D’autres États, notamment ceux dirigés par des démocrates ou comptant une proportion significative de résidents nés à l’étranger, s’opposent également à l’ingérence fédérale et à la rhétorique xénophobe qui l’accompagne. Le recensement de 2020 a révélé que les minorités représentent 50 % de la population au Texas et 49 % au Nouveau-Mexique, majoritairement hispaniques. Le district de Columbia, ainsi que des États comme le Maryland, affichent eux aussi une importante diversité démographique. Dans l’ensemble, selon le recensement de 2020, plus de 42 % de la population américaine appartient à une minorité, les Hispaniques et les Asiatiques représentant à eux seuls 60 % de ce groupe.

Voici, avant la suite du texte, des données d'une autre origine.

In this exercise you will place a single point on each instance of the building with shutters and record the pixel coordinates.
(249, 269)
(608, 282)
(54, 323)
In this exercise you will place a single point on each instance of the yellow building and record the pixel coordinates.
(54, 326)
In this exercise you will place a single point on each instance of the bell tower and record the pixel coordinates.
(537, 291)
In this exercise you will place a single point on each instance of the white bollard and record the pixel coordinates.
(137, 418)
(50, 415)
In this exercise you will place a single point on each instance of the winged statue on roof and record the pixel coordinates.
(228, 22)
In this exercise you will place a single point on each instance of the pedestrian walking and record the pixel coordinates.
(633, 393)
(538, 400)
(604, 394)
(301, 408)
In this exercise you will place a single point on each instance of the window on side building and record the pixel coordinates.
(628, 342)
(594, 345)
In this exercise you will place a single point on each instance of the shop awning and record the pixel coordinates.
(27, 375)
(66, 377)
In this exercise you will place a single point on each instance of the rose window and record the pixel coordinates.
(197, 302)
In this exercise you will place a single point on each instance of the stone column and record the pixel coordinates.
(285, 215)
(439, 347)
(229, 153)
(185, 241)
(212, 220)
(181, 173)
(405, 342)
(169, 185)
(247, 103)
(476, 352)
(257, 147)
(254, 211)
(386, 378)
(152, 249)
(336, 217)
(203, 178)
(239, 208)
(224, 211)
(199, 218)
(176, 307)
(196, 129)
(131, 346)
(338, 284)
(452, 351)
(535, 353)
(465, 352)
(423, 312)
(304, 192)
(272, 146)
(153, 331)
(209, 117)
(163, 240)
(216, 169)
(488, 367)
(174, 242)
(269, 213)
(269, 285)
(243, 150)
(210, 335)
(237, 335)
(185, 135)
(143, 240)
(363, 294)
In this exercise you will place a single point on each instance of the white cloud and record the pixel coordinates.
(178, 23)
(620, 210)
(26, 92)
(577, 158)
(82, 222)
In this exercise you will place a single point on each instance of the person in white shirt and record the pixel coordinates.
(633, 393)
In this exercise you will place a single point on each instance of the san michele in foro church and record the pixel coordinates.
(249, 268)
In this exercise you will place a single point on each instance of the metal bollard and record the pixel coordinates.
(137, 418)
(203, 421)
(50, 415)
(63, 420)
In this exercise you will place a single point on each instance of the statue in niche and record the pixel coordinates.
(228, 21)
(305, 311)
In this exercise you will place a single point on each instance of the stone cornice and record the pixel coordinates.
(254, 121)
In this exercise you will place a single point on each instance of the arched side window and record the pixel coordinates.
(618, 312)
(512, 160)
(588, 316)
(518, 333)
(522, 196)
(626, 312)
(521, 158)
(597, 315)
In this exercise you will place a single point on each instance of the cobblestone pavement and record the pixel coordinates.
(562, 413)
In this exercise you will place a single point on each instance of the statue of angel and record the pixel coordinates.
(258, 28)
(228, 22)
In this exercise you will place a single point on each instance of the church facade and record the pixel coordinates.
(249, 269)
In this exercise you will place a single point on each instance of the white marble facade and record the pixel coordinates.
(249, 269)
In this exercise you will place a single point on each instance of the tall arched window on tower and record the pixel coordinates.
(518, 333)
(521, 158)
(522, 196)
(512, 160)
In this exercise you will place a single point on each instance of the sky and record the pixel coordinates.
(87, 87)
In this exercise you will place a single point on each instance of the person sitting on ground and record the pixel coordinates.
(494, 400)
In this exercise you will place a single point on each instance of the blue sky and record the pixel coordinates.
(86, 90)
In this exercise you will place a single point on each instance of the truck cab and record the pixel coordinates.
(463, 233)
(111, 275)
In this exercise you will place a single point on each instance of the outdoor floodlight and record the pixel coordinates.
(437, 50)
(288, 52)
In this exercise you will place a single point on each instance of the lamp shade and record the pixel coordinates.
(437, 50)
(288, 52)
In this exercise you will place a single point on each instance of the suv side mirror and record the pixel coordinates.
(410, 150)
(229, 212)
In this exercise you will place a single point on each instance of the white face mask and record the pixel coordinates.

Le ciblage d’étudiants et d’universitaires exprimant des opinions divergentes a été vivement dénoncé par plusieurs États, notamment ceux qui accueillent une forte population étudiante. Stephen Lynch, représentant du Massachusetts, a récemment dénoncé ces pratiques : "Enlever de force une étudiante étrangère, présente légalement sur le territoire et inscrite dans l’une de nos universités, pour l’envoyer dans un centre de détention de l’ICE à 1 700 kilomètres sans aucune audience, relève d’une conduite digne de la Gestapo, d’un autre âge". Il a ajouté que son district comptait environ 80 000 étudiants internationaux, "précisément parce que nous jouissons d’une réputation de carrefour du savoir et de la tolérance intellectuelle, religieuse et culturelle. Il est de notre devoir de préserver cette identité".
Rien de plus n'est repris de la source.